The expression of brain-derived neurotrophic factor (BDNF) in the hippocampus is correlated with contextual fear conditioning (25), whereas hippocampal levels of Zif268 are up-regulated after the retrieval of contextual fear memories (26). Hippocampal BDNF is required for the late phase of LTP (L-LTP) (27, 28) as well as for mnemonic processes (29), although its specific involvement in acquisition, consolidation, and reconsolidation remains unclear. Hippocampal Zif268, although similarly implicated in L-LTP (18, 30), has not been strongly correlated with hippocampal-dependent learning (18, 25, 3133). Global inactivation of brain Zif268 in mutant mice prevents the consolidation of several forms of LTM under normal (but not extensive) training conditions; the reconsolidation of the overtrained memory after reactivation is impaired (18, 19). Thus, the role of Zif268 in the acquisition, consolidation, and reconsolidation component processes of LTM remains ambiguous.

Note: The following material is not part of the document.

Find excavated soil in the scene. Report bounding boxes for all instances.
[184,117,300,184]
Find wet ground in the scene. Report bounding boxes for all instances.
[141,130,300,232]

We used antisense oligodeoxynucleotides (ODN) that inhibit protein expression locally in the dorsal hippocampus to show that BDNF is required for consolidation, but not reconsolidation, of contextual fear memory, whereas Zif268 is only necessary for reconsolidation, but not consolidation, of such memory. This double dissociation in the roles of BDNF and Zif268 not only clarifies the requirement for these proteins in distinct phases of hippocampal-dependent memory, but shows that cellular reconsolidation of fear memory does not engage the same processes as consolidation.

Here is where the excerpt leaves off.